# Step 1: Import Libraries and Load the Dataset

In [None]:
import numpy as np
import pandas as pd
import matplotlib.pyplot as plt
import seaborn as sns
from sklearn.datasets import load_diabetes
from sklearn.model_selection import train_test_split
from sklearn.preprocessing import PolynomialFeatures
from sklearn.linear_model import LinearRegression
from sklearn.metrics import r2_score, mean_absolute_error


# load dataset
diabetes = load_diabetes.load_diabetes(as_frame=True, scaled=False)

x = diabetes.data
y = diabetes.target

print(x.head())
print(y.head())

#optional
# print(diabetes.DESCR)


# Frame the Problem

Predict **diabetes progression one year after baseline**

    -**Target variable:** disease progression(continous)
    -**Features:** 10 physilogical measurements(age, sex, BMI, blood preassure, bloo serum metrics)\
    -**Problem type:** Regression
    -**Evaluation metrics** R², MAE, MAPE

# review this more



In [None]:
# dataset dimensions

print("Feature matrix shape:", x.shape)
print("Target vector shape:", y.shape)


# Step 3: Exploratory Data Analysis

Objectives:
1. Summary statistics
2. Feature distributions
3. Feature-target relationships
4. Correlation matrix
5. Insights for modeling

In [1]:
# Summary statistics

print(x.describe())
print("\nTarget variable statistics:")
print(y.describe())

#Histograms
x.hist(bins=15, figsize=(15, 10))
plt.suptitle("Feature Distributions")
plt.show()



# Scatter plots of features vs target

for col in x.columns:
    plt.figure()
    plt.scatter(x[col], y)
    plt.title(f"{col} vs Disease Progression")
    plt.xlabel(col)
    plt.ylabel("Disease Progression")
    plt.show()


# Correlation matrix

corr_matrix = x.copy()
corr_matrix["target"] = y
plt.figure(figsize=(12,8))
sns.heatmap(corr_matrix.corr(), annot=True, cmap="coolwarm", fmt=".2f")

NameError: name 'x' is not defined

# Step 4: Data Cleaning

Checks:
- Missing values
- Outliers
- Feature scaling

Rationale: Ensure reliable modeling and reproducibility

In [None]:
# check for missing values
                                    # (insa)
print("Missing values in features:\n", x.insa().sum())
print("Missing values in target:\n", y.insa().sum())

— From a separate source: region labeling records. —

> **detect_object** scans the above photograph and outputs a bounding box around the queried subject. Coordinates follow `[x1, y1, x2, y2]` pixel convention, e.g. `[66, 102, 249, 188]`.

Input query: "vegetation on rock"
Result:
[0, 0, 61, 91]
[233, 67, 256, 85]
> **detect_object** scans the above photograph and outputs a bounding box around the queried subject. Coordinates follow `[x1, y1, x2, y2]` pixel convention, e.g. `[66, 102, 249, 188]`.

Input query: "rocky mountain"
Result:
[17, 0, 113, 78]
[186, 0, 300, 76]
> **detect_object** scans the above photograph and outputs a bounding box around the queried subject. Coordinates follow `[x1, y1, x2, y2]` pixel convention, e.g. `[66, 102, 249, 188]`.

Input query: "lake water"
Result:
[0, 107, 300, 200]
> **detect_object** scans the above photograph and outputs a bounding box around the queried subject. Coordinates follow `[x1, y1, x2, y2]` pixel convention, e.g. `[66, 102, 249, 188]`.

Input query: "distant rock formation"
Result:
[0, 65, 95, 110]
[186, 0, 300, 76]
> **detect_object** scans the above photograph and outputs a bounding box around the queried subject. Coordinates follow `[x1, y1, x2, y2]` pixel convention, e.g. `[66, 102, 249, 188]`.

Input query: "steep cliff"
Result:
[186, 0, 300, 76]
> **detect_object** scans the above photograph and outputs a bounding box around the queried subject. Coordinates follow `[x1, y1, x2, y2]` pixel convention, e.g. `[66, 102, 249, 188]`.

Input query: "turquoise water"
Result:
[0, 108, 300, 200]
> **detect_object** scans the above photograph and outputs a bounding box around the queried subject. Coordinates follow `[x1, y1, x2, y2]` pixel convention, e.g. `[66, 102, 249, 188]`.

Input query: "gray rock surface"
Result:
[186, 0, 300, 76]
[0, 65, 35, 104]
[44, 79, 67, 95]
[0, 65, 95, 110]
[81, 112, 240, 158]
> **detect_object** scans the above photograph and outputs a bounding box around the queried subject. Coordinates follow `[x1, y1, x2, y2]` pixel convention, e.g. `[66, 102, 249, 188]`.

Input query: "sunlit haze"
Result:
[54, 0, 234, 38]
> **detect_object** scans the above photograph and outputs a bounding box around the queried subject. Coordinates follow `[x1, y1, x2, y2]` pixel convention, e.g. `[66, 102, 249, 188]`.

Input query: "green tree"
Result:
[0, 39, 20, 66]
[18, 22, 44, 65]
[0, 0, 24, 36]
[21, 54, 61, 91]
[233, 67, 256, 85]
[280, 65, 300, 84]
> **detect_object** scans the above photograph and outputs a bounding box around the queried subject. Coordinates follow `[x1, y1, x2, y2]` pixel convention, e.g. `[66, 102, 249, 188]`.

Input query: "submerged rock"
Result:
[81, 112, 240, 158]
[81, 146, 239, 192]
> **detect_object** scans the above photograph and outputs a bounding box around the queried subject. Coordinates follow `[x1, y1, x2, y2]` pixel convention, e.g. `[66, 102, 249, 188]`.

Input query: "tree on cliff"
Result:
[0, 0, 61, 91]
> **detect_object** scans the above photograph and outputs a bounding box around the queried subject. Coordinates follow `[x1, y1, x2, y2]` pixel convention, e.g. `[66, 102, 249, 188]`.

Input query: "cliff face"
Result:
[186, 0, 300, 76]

# Boxplots to inspect outliers

for col in x.columns:
    plt.figure()
    sns.boxplot(x=x[col])
    plt.title(f"Boxplot of {col}")
    plt.show()

# Step 5: Split dataset

- Training: 75%
- Validation: 10%
- Test: 15%

Use of "train_test_split" twice to maintain the proportions and reproducibility with random_state=42"

In [None]:
# Try to find a way without random_state=42

#First split: train (75%) and temp (25%)

x_train, x_temp, y_train, y_temp = train_test_split(x, y, test_size=0.25, random_state=42)


#Second split: validation 10% and test (15%)
val_size = 0.10/0.25
x_val, x_test, y_val, y_test = train_test_split(x_temp, y_temp, test_size=1-val_size, random_state=42)


# Check shapes

print("Training set:", x_train.shape, y_train.shape)
print("Validation set:", x_val.shape, y_val.shape)
print("Test set:", x_test.shape, y_test.shape)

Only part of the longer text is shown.